III.3.   En cuanto a las reglas de competencia territorial en el contexto procesal penal

Previamente, cabe puntualizar que, “los presupuestos  del proceso penal vienen a ser el órgano jurisdiccional (juez natural), la intervención de las partes (acción y defensa) y el objeto procesal. La jurisdicción, como presupuesto procesal, se convierte en una moderna y efectiva garantía, porque “son nulos los actos de las personas que usurpen funciones que no les compete, así como los actos de las que no ejerzan jurisdicción o potestad que no emane de la ley” (art. 122 CPE).

La jurisdicción se ejerce por los jueces y tribunales, que son independientes, inamovibles, responsables y sometidos únicamente al imperio de la Constitución Política del Estado de la ley. La unidad jurisdiccional caracteriza a este conjunto de órganos, y se garantiza al prohibirse que la jurisdicción ordinaria se ejerce por el Tribunal Supremo de Justicia, los Tribunales Departamentales de Justicia, los tribunales de sentencia y los jueces…'

La jurisdicción tiene carácter previo a la competencia y no debe ser confundida con ella. La determinación de la competencia supone atribuir a unos determinados órganos jurisdiccionales el conocimiento de una cierta clase de asuntos de forma prevalente a otros órganos jurisdiccionales. Tal como sostiene Gimeno Sendra, tanto la jurisdicción como la competencia, constituyen materia vedada al poder de libre disposición de las partes procesales, las cuales no son dueñas en absoluto de deducir su controversia ante el orden jurisdiccional o ante el juzgado o tribunal que les parezca oportuno, sino única y exclusivamente, ante el órgano jurisdiccional que ostente jurisdicción y competencia.

Asimismo, refiere que la misma en el art. 12 de la Ley del Órgano Judicial (LOJ), define a la competencia como: “la facultad que tiene una magistrada o magistrado, una o un vocal, una juez o un juez, o una autoridad indígena campesina para ejercer la jurisdicción en un determinado asunto”. Por su parte, el Código Procesal Penal (art. 44), sienta el principio de que la competencia penal de los jueces y tribunales es improrrogable y se rige por las reglas respectivas de su Ley Orgánica y por las de este Código.
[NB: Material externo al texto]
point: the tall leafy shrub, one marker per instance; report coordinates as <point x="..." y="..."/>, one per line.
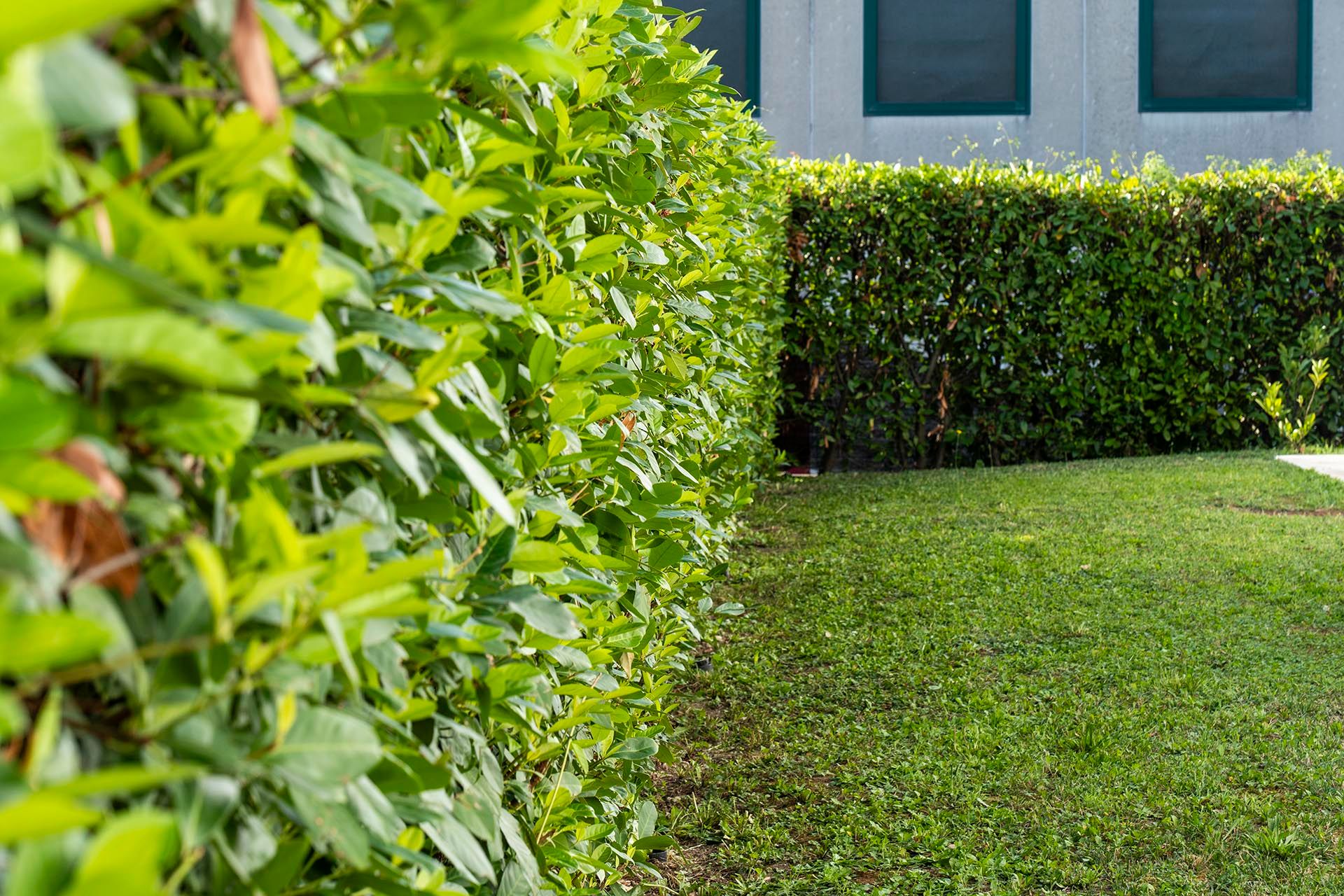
<point x="378" y="382"/>
<point x="999" y="315"/>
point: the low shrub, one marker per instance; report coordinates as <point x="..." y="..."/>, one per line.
<point x="999" y="315"/>
<point x="370" y="435"/>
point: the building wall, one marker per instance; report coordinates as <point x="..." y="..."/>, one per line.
<point x="1084" y="94"/>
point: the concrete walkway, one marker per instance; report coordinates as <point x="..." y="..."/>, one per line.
<point x="1327" y="464"/>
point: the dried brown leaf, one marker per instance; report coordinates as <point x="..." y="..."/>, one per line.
<point x="85" y="535"/>
<point x="252" y="58"/>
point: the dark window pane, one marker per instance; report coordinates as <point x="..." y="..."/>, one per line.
<point x="1225" y="49"/>
<point x="933" y="51"/>
<point x="723" y="27"/>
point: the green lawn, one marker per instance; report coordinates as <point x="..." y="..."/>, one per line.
<point x="1104" y="678"/>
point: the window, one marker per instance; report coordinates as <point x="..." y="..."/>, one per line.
<point x="946" y="57"/>
<point x="733" y="30"/>
<point x="1225" y="55"/>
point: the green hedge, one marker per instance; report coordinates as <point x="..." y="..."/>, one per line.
<point x="366" y="472"/>
<point x="997" y="315"/>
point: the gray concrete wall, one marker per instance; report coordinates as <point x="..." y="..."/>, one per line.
<point x="1084" y="94"/>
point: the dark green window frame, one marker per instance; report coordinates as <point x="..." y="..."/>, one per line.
<point x="1300" y="102"/>
<point x="1019" y="106"/>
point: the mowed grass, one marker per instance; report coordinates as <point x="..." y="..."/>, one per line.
<point x="1101" y="678"/>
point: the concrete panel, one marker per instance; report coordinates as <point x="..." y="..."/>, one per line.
<point x="787" y="74"/>
<point x="1187" y="140"/>
<point x="1085" y="94"/>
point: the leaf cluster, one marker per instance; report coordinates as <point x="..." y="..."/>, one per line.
<point x="1006" y="314"/>
<point x="369" y="445"/>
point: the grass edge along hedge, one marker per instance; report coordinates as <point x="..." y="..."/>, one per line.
<point x="1007" y="314"/>
<point x="379" y="382"/>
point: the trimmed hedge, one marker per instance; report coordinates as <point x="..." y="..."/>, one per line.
<point x="999" y="315"/>
<point x="365" y="472"/>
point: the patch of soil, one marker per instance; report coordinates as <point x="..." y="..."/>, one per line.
<point x="1246" y="508"/>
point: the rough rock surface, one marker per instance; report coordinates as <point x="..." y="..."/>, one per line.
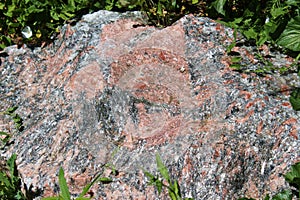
<point x="111" y="90"/>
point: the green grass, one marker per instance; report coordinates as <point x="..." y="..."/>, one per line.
<point x="272" y="22"/>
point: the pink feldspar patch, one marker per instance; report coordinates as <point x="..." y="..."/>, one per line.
<point x="160" y="78"/>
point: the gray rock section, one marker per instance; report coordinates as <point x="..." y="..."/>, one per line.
<point x="112" y="91"/>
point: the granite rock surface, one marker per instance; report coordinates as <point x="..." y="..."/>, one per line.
<point x="112" y="92"/>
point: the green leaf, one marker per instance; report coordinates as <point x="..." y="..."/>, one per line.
<point x="176" y="188"/>
<point x="172" y="195"/>
<point x="64" y="190"/>
<point x="295" y="99"/>
<point x="219" y="6"/>
<point x="284" y="195"/>
<point x="88" y="186"/>
<point x="276" y="12"/>
<point x="250" y="34"/>
<point x="162" y="169"/>
<point x="290" y="37"/>
<point x="50" y="198"/>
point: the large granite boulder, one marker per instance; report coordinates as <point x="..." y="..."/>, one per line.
<point x="112" y="91"/>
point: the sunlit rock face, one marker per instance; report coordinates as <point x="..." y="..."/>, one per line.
<point x="111" y="92"/>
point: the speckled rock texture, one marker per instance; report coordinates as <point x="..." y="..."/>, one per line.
<point x="112" y="91"/>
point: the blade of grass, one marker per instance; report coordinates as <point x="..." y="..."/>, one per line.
<point x="65" y="194"/>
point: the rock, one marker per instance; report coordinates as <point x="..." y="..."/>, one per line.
<point x="111" y="92"/>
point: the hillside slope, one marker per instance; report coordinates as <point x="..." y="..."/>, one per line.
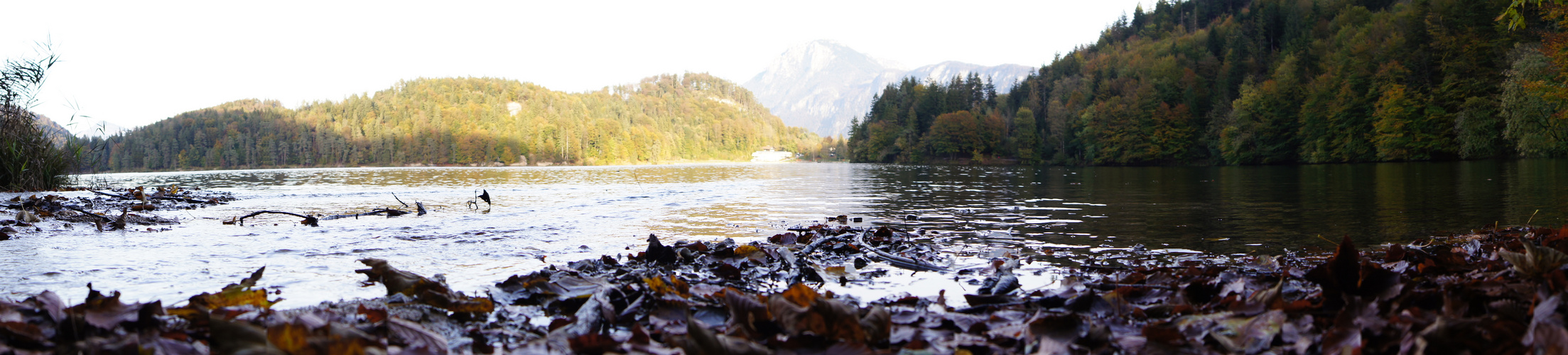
<point x="1258" y="82"/>
<point x="823" y="85"/>
<point x="467" y="121"/>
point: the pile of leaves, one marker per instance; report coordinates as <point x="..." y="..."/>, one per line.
<point x="1496" y="291"/>
<point x="115" y="210"/>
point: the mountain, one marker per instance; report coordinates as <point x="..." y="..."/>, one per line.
<point x="1004" y="77"/>
<point x="823" y="85"/>
<point x="467" y="121"/>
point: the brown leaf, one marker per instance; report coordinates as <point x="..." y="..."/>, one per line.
<point x="593" y="343"/>
<point x="397" y="282"/>
<point x="374" y="317"/>
<point x="1535" y="260"/>
<point x="289" y="337"/>
<point x="703" y="342"/>
<point x="1547" y="329"/>
<point x="1395" y="252"/>
<point x="418" y="337"/>
<point x="239" y="338"/>
<point x="800" y="295"/>
<point x="877" y="324"/>
<point x="1248" y="335"/>
<point x="54" y="305"/>
<point x="105" y="312"/>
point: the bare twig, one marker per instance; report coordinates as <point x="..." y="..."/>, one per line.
<point x="896" y="260"/>
<point x="161" y="197"/>
<point x="308" y="219"/>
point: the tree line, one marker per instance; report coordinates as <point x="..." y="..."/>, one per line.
<point x="1256" y="82"/>
<point x="467" y="121"/>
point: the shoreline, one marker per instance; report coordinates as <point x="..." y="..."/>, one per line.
<point x="779" y="297"/>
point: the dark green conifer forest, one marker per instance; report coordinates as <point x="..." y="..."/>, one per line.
<point x="467" y="121"/>
<point x="1256" y="82"/>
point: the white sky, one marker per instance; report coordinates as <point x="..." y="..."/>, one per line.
<point x="134" y="63"/>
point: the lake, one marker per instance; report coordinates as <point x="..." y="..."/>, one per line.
<point x="556" y="214"/>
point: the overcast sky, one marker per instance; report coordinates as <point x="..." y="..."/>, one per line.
<point x="134" y="63"/>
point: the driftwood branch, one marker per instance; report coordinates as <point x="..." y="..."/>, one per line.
<point x="101" y="217"/>
<point x="161" y="197"/>
<point x="123" y="197"/>
<point x="388" y="212"/>
<point x="308" y="219"/>
<point x="896" y="260"/>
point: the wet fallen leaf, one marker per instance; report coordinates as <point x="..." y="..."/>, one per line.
<point x="1535" y="260"/>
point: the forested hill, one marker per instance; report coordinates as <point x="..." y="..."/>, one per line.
<point x="1256" y="82"/>
<point x="467" y="121"/>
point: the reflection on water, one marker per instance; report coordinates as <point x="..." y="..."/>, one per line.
<point x="565" y="213"/>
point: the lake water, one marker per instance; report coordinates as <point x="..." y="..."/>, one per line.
<point x="571" y="213"/>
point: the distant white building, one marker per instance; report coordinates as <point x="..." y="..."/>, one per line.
<point x="769" y="155"/>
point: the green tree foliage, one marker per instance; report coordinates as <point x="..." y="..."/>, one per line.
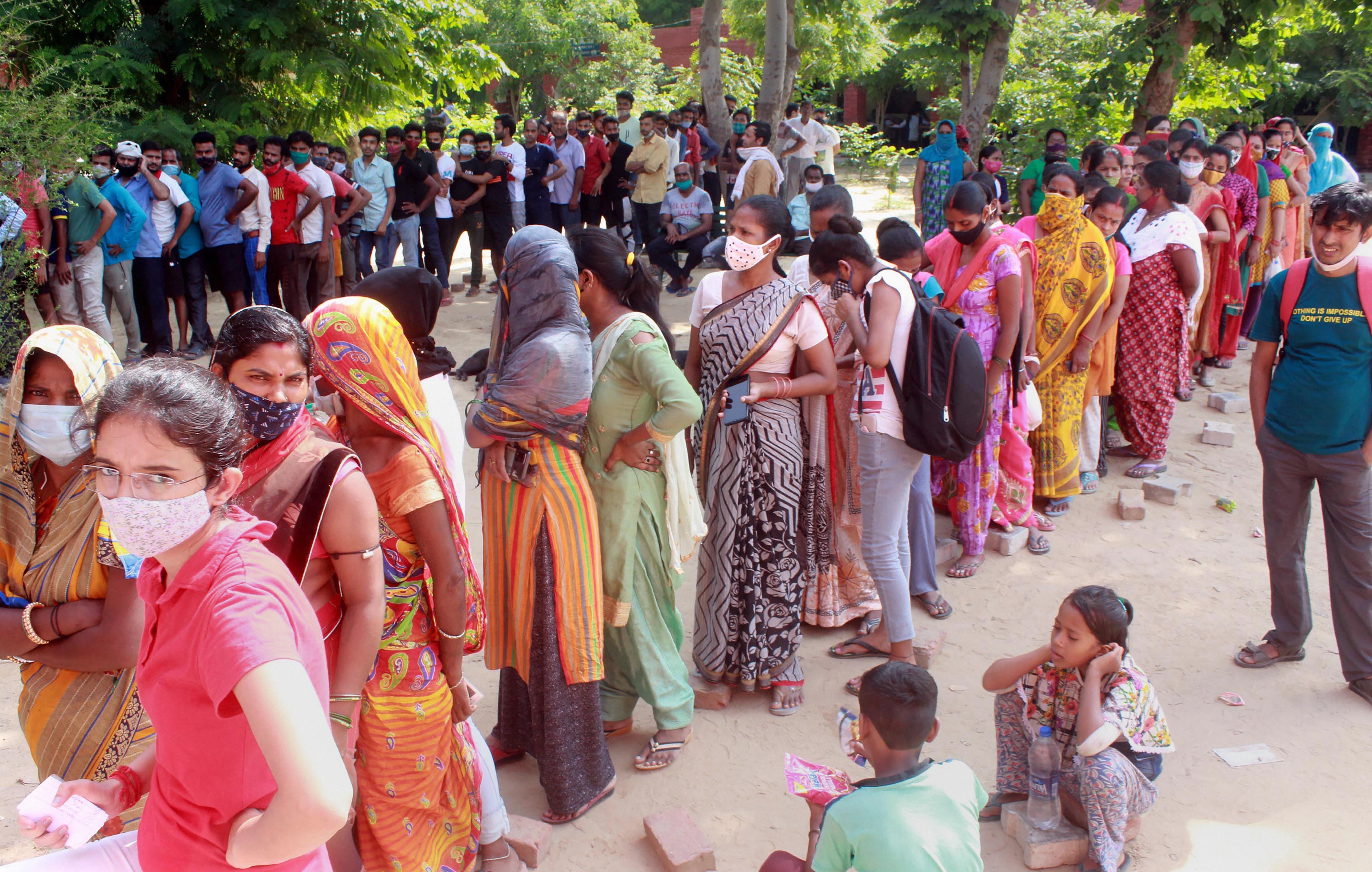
<point x="837" y="40"/>
<point x="324" y="65"/>
<point x="540" y="39"/>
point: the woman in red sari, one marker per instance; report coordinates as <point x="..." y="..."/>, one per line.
<point x="1219" y="211"/>
<point x="1165" y="253"/>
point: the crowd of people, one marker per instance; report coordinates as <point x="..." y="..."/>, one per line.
<point x="268" y="555"/>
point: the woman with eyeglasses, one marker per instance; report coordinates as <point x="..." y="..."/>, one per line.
<point x="231" y="664"/>
<point x="72" y="616"/>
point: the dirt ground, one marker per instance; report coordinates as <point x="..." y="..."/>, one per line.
<point x="1197" y="577"/>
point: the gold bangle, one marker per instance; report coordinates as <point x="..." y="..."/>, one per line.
<point x="28" y="624"/>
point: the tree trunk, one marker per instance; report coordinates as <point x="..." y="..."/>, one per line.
<point x="995" y="58"/>
<point x="713" y="72"/>
<point x="1170" y="57"/>
<point x="792" y="53"/>
<point x="772" y="98"/>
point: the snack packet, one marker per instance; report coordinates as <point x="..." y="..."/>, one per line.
<point x="848" y="735"/>
<point x="815" y="783"/>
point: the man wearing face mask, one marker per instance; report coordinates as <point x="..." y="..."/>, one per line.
<point x="224" y="196"/>
<point x="597" y="170"/>
<point x="467" y="200"/>
<point x="687" y="218"/>
<point x="256" y="222"/>
<point x="315" y="257"/>
<point x="1312" y="410"/>
<point x="799" y="208"/>
<point x="120" y="244"/>
<point x="285" y="194"/>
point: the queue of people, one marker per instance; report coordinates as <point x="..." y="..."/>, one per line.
<point x="270" y="554"/>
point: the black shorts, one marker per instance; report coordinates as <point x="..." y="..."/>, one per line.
<point x="224" y="268"/>
<point x="500" y="227"/>
<point x="174" y="283"/>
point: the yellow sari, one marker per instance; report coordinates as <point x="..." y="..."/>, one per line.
<point x="1076" y="271"/>
<point x="79" y="724"/>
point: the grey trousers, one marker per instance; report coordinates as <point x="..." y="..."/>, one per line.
<point x="888" y="467"/>
<point x="923" y="577"/>
<point x="1347" y="500"/>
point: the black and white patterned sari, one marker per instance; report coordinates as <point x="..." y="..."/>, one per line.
<point x="763" y="485"/>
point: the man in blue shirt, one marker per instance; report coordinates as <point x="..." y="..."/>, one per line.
<point x="119" y="245"/>
<point x="1314" y="418"/>
<point x="149" y="288"/>
<point x="191" y="248"/>
<point x="224" y="194"/>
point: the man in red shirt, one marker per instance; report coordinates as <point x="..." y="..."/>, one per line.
<point x="597" y="168"/>
<point x="285" y="190"/>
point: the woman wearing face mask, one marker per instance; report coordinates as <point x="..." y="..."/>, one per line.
<point x="990" y="160"/>
<point x="1165" y="252"/>
<point x="1106" y="212"/>
<point x="1072" y="290"/>
<point x="940" y="167"/>
<point x="543" y="539"/>
<point x="312" y="488"/>
<point x="762" y="491"/>
<point x="71" y="612"/>
<point x="1219" y="211"/>
<point x="982" y="281"/>
<point x="416" y="756"/>
<point x="841" y="259"/>
<point x="231" y="664"/>
<point x="645" y="500"/>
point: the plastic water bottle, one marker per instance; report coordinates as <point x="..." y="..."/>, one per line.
<point x="1045" y="758"/>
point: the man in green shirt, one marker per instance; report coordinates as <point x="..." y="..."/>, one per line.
<point x="1031" y="190"/>
<point x="80" y="286"/>
<point x="916" y="816"/>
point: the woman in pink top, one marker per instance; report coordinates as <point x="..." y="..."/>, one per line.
<point x="231" y="666"/>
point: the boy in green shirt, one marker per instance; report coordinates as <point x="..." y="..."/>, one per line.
<point x="916" y="816"/>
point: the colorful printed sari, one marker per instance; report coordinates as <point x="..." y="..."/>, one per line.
<point x="1074" y="285"/>
<point x="79" y="724"/>
<point x="419" y="805"/>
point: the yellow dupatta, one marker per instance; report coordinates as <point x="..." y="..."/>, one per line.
<point x="79" y="724"/>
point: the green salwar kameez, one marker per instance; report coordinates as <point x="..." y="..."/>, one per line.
<point x="644" y="634"/>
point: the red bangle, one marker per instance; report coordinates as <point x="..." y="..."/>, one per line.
<point x="131" y="786"/>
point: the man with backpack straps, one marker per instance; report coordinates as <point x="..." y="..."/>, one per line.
<point x="1314" y="418"/>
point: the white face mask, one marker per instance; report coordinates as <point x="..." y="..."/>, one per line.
<point x="47" y="430"/>
<point x="744" y="254"/>
<point x="149" y="528"/>
<point x="1322" y="267"/>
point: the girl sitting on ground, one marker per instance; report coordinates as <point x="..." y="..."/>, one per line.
<point x="1110" y="739"/>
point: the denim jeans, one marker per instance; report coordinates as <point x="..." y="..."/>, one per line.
<point x="434" y="260"/>
<point x="888" y="469"/>
<point x="404" y="231"/>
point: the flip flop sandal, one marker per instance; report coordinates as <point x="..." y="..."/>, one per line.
<point x="1058" y="507"/>
<point x="655" y="746"/>
<point x="858" y="640"/>
<point x="1042" y="524"/>
<point x="939" y="610"/>
<point x="1263" y="661"/>
<point x="1146" y="469"/>
<point x="789" y="710"/>
<point x="556" y="819"/>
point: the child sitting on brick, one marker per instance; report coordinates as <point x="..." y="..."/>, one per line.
<point x="1112" y="739"/>
<point x="916" y="816"/>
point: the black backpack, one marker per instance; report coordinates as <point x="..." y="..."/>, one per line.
<point x="943" y="392"/>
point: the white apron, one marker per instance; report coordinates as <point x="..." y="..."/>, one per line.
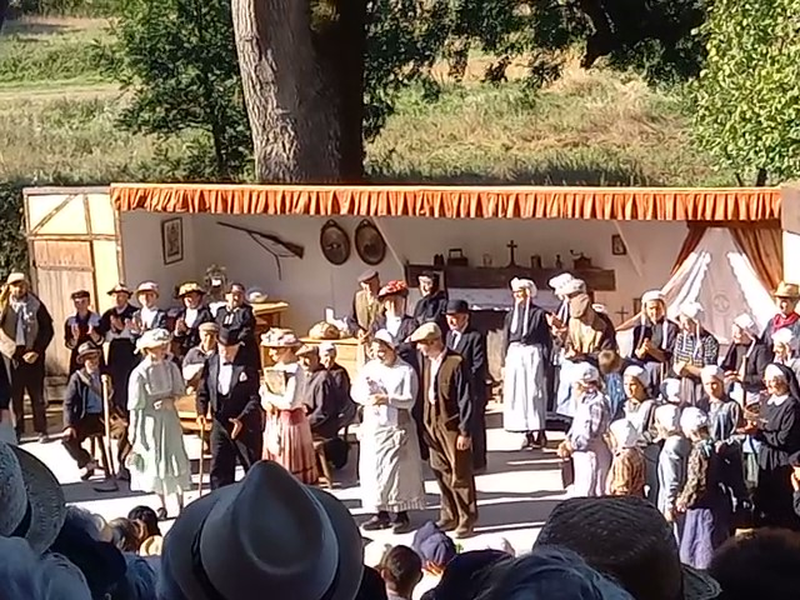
<point x="524" y="394"/>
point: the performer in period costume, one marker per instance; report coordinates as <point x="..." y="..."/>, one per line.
<point x="639" y="409"/>
<point x="149" y="316"/>
<point x="229" y="390"/>
<point x="366" y="308"/>
<point x="654" y="338"/>
<point x="27" y="322"/>
<point x="786" y="297"/>
<point x="694" y="349"/>
<point x="115" y="326"/>
<point x="704" y="499"/>
<point x="432" y="304"/>
<point x="471" y="344"/>
<point x="786" y="347"/>
<point x="527" y="346"/>
<point x="448" y="415"/>
<point x="779" y="433"/>
<point x="585" y="441"/>
<point x="287" y="435"/>
<point x="83" y="326"/>
<point x="195" y="360"/>
<point x="83" y="407"/>
<point x="628" y="467"/>
<point x="237" y="316"/>
<point x="745" y="362"/>
<point x="158" y="462"/>
<point x="320" y="395"/>
<point x="192" y="315"/>
<point x="389" y="466"/>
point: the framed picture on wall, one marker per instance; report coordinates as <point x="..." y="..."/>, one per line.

Así, el tribunal o juez que sea competente para conocer de un proceso penal, lo será también para decidir todas las cuestiones e incidentes que se susciten en el curso de su tramitación, así como para dictar las resoluciones respectivas y ejecutarlas”.

En ese sentido, la SC 1682/2010-R de 25 de octubre, refirió que: “...la doctrina también define a la competencia como la capacidad jurídica, conferida por la Constitución o la ley, que tiene un Juez de ejercer jurisdicción en determinado asunto, es decir, la capacidad de administrar justicia en nombre del Estado conociendo y resolviendo un determinado asunto o controversia con carácter administrativo o judicial, de acuerdo a determinadas reglas previamente establecidas. La competencia se define en función de diversos criterios, como ser: por razón de territorio, de materia, la cuantía o la naturaleza jurídica de la controversia a resolver”.